Recep Tayyip Erdogan hat es nicht so mit der Meinungsfreiheit. Er lässt Bürger, vor allem Journalisten, einsperren, wenn sie etwas schreiben, das ihm nicht gefällt. Sogar, wenn sie in der Türkei nur zu Besuch sind. Selbst wenn sie den Beitrag nur in einem sozialen Netzwerk veröffentlicht haben. Kurzum: Er macht Dinge, von denen Linke, SPD, Grüne, FDP und CDU der AfD unterstellen, sie würde sie beabsichtigen. Doch während sie die Oppositionspartei bashen, sind sie im Umgang mit Erdogans Anhängern milder.
So war es 2018, als Erdogan seine Mehrheit auf die Stimmen der Deutschtürken stützen konnte, die ihn stärker unterstützt haben als ihre Landsleute in der Türkei. So ist es dieses Mal wieder. Bild zitiert einen Bericht des Senders CNN Türk: Demnach haben 65,4 Prozent der in Deutschland lebenden Türken Erdogan gewählt, und 32,6 Prozent seinen stärksten Herausforderer Kemal Kilicdaroglu. Insgesamt liegen die beiden derzeit etwa bei 49 zu 44 Prozent. Das heißt: Deutschland ist die Hochburg eines Gegners der Meinungsfreiheit. Auch in Österreich hat Erdogan ein überdurchschnittlich gutes Ergebnis geholt.
Geht es um konservative deutsche Parteien, gibt es von ARD, ZDF und ideologisch verwandten Zeitungen gerne mal Schelte für die Wähler. So kanzelte ARD-Aktivistin Tina Hassel am Sonntag die Wähler der „Bürger in Wut“ als „überfordert und verunsichert“ ab. Im Umgang mit Erdogan-Wählern sind deutsche Journalisten deutlich nachsichtiger, ebenso wie Politiker von Linke bis CDU. Als vor fünf Jahren Erdogan ebenfalls unter den Deutschtürken gewann, betonten sie die hohe Zahl der Nichtwähler und spekulierten, dass die alle zuhause geblieben seien, um ein Zeichen gegen Erdogan zu setzen. Auch dieses Mal dürften sie wieder phantasiereich in der Schuldzuweisung sein. Die Deutschtürken werden Erdogan gewählt haben, wegen des Klimas, der fehlenden Integrationskultur in Deutschland, also kurz: Alle werden schuld sein an der Erdogan-Wahl, nur nicht die Erdogan-Wähler.
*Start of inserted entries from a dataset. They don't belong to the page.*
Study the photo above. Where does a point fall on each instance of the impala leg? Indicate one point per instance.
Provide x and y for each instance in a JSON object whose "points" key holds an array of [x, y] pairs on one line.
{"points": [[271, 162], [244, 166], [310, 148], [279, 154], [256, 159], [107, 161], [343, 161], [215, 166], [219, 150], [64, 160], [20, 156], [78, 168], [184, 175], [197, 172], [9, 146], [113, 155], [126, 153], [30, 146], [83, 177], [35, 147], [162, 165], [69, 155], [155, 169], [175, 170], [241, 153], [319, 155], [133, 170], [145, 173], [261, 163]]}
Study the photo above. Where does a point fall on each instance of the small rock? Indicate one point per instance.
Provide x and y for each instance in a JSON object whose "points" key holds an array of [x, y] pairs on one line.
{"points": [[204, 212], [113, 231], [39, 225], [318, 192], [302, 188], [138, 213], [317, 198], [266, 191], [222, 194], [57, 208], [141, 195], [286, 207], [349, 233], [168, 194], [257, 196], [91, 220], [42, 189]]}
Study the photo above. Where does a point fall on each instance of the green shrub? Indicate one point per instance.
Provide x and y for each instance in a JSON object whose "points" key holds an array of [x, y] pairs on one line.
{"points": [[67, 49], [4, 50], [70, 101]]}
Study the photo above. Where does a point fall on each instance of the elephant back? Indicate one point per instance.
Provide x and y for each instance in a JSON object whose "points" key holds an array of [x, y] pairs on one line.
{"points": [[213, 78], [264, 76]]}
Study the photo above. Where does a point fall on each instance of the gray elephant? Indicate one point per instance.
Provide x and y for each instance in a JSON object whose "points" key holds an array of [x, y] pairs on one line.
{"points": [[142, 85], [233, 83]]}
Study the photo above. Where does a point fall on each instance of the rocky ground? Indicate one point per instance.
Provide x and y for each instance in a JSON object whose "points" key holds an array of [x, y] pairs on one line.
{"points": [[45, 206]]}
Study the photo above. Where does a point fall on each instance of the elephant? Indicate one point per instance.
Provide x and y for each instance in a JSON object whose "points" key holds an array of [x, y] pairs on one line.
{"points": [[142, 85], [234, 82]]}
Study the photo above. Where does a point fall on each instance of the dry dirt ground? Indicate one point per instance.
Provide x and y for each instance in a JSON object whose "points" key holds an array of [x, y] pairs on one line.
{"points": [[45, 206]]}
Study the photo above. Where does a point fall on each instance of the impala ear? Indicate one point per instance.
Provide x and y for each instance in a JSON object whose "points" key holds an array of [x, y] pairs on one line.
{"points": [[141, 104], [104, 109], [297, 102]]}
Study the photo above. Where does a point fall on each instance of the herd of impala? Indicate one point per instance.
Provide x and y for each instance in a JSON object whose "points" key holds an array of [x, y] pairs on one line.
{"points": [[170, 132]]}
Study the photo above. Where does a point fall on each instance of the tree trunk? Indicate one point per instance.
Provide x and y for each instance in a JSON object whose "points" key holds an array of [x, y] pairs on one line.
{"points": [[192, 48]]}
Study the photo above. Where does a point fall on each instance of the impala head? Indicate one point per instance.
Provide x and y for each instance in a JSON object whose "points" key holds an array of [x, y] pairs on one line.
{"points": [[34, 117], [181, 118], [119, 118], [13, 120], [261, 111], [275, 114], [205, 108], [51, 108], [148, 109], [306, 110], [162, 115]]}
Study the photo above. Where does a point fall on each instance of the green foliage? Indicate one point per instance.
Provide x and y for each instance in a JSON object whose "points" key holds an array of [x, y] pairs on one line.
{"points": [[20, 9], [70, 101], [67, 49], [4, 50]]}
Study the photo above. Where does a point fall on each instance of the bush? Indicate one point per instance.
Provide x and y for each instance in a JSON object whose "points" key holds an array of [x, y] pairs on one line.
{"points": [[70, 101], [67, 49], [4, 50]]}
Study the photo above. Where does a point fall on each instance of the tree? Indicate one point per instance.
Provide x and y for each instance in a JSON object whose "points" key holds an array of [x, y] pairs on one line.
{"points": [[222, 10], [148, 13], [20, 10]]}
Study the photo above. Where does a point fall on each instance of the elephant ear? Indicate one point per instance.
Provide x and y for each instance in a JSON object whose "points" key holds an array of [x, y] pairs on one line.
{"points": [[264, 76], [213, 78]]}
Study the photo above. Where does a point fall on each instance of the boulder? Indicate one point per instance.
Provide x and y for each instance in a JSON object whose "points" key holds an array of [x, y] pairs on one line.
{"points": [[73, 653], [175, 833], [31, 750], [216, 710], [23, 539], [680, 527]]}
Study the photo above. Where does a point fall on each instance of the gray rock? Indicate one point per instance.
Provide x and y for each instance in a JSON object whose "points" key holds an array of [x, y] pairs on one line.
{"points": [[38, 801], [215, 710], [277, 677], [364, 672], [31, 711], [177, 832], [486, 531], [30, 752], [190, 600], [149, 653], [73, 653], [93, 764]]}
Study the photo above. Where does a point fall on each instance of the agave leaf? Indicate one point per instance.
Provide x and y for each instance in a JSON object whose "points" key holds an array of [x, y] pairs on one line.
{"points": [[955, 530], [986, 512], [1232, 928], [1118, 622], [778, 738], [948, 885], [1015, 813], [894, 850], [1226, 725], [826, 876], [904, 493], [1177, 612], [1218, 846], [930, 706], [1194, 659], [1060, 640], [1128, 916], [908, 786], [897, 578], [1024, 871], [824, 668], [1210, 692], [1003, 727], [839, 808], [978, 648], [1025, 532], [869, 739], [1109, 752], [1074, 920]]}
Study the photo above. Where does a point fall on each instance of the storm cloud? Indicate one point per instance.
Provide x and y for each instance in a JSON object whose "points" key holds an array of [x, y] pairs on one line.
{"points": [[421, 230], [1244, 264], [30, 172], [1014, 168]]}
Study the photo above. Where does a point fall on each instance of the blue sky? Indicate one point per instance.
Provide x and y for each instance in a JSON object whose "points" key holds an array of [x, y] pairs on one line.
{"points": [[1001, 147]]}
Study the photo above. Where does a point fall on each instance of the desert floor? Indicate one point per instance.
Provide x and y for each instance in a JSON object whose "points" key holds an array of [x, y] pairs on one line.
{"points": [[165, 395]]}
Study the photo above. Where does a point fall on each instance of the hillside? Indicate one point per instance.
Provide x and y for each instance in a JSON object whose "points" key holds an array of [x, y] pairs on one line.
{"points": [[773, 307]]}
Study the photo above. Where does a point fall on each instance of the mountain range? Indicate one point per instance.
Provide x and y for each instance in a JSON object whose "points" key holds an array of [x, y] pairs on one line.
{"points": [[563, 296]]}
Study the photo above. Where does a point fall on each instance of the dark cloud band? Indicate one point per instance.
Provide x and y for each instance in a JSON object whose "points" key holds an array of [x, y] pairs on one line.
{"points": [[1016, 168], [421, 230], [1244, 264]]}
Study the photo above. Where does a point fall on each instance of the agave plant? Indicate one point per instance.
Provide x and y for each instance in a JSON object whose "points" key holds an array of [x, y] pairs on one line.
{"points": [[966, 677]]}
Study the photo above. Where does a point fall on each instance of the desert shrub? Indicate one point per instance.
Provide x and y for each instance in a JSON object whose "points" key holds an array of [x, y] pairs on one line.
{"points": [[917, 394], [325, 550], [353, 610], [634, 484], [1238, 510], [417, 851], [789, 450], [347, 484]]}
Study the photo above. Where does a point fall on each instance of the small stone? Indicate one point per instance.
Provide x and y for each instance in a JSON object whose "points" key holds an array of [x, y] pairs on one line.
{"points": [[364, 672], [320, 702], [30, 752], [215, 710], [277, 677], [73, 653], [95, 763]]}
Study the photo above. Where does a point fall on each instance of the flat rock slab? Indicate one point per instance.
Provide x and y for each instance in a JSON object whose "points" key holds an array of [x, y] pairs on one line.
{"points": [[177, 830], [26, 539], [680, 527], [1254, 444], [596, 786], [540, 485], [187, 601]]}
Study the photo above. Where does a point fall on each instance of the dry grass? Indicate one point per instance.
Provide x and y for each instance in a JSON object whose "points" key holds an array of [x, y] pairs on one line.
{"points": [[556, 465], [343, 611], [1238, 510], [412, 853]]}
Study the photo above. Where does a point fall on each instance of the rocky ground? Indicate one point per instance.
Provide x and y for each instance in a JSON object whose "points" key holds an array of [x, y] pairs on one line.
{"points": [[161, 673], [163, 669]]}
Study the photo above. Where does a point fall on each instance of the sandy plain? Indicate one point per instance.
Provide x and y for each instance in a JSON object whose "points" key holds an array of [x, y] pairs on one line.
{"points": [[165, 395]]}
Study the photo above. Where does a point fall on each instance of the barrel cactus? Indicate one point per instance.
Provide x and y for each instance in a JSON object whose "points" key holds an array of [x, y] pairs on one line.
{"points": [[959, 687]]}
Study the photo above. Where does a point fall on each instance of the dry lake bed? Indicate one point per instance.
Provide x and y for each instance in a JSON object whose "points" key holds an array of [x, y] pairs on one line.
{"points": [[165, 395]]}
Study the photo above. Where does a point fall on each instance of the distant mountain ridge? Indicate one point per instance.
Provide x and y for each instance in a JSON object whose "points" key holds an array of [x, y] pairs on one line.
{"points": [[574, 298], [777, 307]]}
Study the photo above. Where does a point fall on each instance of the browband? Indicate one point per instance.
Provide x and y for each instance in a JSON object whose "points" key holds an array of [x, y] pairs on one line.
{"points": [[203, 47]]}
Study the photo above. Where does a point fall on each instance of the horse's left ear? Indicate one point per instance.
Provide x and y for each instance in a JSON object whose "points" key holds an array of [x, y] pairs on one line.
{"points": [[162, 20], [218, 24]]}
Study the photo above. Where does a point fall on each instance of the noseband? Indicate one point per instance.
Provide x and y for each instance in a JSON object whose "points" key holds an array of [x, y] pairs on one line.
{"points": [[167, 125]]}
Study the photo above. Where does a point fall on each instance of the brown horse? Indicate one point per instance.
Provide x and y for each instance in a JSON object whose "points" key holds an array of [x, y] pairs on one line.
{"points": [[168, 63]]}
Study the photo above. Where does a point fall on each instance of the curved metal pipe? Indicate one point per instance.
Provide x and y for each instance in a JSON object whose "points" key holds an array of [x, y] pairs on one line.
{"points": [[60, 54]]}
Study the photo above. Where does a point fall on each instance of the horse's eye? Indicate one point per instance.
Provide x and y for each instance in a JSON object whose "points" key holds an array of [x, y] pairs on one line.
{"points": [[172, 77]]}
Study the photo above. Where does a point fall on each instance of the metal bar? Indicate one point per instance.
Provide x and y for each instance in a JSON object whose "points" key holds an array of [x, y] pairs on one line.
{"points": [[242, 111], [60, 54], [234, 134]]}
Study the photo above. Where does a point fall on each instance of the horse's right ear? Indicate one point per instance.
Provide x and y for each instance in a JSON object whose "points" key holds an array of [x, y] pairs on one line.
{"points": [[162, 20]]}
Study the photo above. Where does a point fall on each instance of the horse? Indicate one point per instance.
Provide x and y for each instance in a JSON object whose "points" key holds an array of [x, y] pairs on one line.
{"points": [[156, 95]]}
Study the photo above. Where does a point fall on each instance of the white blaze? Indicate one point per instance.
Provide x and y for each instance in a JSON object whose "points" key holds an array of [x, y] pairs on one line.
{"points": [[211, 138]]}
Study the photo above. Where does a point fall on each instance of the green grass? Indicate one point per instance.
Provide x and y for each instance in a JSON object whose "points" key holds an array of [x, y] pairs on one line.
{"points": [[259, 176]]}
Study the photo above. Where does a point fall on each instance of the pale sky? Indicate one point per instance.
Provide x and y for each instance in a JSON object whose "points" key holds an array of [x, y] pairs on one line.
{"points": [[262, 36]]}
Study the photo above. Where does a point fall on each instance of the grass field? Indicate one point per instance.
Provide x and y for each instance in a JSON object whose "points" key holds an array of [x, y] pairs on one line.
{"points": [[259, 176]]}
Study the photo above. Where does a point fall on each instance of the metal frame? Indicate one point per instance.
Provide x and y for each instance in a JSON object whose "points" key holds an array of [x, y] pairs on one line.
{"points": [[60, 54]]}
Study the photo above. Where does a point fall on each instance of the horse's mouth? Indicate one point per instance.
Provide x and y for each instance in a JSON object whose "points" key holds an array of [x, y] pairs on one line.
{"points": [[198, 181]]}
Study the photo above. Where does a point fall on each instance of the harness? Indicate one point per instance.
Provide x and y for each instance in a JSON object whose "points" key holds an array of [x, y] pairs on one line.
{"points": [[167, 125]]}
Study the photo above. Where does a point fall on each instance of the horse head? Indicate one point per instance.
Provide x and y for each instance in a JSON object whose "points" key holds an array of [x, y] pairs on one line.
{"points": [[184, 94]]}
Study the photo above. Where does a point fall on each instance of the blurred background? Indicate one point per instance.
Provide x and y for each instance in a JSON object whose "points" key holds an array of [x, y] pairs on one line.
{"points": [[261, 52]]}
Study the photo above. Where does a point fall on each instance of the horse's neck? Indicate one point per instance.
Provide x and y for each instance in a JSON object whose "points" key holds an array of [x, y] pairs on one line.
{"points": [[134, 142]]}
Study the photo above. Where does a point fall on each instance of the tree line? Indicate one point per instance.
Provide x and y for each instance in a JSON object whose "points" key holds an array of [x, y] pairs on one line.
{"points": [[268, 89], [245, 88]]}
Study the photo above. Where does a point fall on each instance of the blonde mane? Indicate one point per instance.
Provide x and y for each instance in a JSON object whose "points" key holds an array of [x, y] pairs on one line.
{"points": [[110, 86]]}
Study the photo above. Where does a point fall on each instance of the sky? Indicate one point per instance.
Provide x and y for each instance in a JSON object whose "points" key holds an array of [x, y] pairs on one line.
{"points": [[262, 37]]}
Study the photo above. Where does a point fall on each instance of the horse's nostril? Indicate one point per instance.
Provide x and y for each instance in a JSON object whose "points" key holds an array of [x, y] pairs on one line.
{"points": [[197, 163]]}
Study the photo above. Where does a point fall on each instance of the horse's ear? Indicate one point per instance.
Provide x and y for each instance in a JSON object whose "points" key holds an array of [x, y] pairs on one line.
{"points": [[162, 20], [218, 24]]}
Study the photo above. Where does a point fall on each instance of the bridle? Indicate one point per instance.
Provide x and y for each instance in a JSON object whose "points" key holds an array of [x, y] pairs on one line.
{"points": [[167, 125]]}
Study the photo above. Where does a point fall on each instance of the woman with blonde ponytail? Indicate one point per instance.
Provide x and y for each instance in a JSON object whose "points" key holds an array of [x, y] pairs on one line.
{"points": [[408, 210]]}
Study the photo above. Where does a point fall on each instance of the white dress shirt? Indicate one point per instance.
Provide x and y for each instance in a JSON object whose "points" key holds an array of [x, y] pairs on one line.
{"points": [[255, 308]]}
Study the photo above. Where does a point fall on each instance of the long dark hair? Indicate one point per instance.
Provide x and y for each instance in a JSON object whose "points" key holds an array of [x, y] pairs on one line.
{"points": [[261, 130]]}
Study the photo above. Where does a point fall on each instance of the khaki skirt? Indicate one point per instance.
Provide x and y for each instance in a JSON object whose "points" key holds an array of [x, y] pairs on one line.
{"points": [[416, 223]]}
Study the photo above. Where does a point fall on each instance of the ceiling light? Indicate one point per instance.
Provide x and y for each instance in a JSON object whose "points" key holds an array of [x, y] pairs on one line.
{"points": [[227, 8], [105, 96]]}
Der Verlauf dieser 17. Landtagswahl in Deutschland ist bedenklich. Der Gesetzgeber macht bei deutschen Wahlen große Auflagen zur Transparenz. Der Bundes- und die Landeswahlleiter müssen alle Daten penibel genau veröffentlichen – seit der Verbreitung des Internets sind sie für alle jederzeit zugänglich. Offizielle Informationen über die türkische Wahl zu bekommen, ist deutlich schwerer. Die türkische Gemeinde informiert auf ihrer Internetseite, welche Zuschüsse sie bekommt und welche Projekte sie damit ins Leben ruft. Auf der Seite der Türkischen Botschaft Berlin finden sich keine Angaben zur Wahl, sodass die Deutschen auf die Informationen aus der Türkei angewiesen sind über eine Wahl, die in Deutschland stattgefunden hat – und größer als die Landtagswahl in Mecklenburg-Vorpommern ist.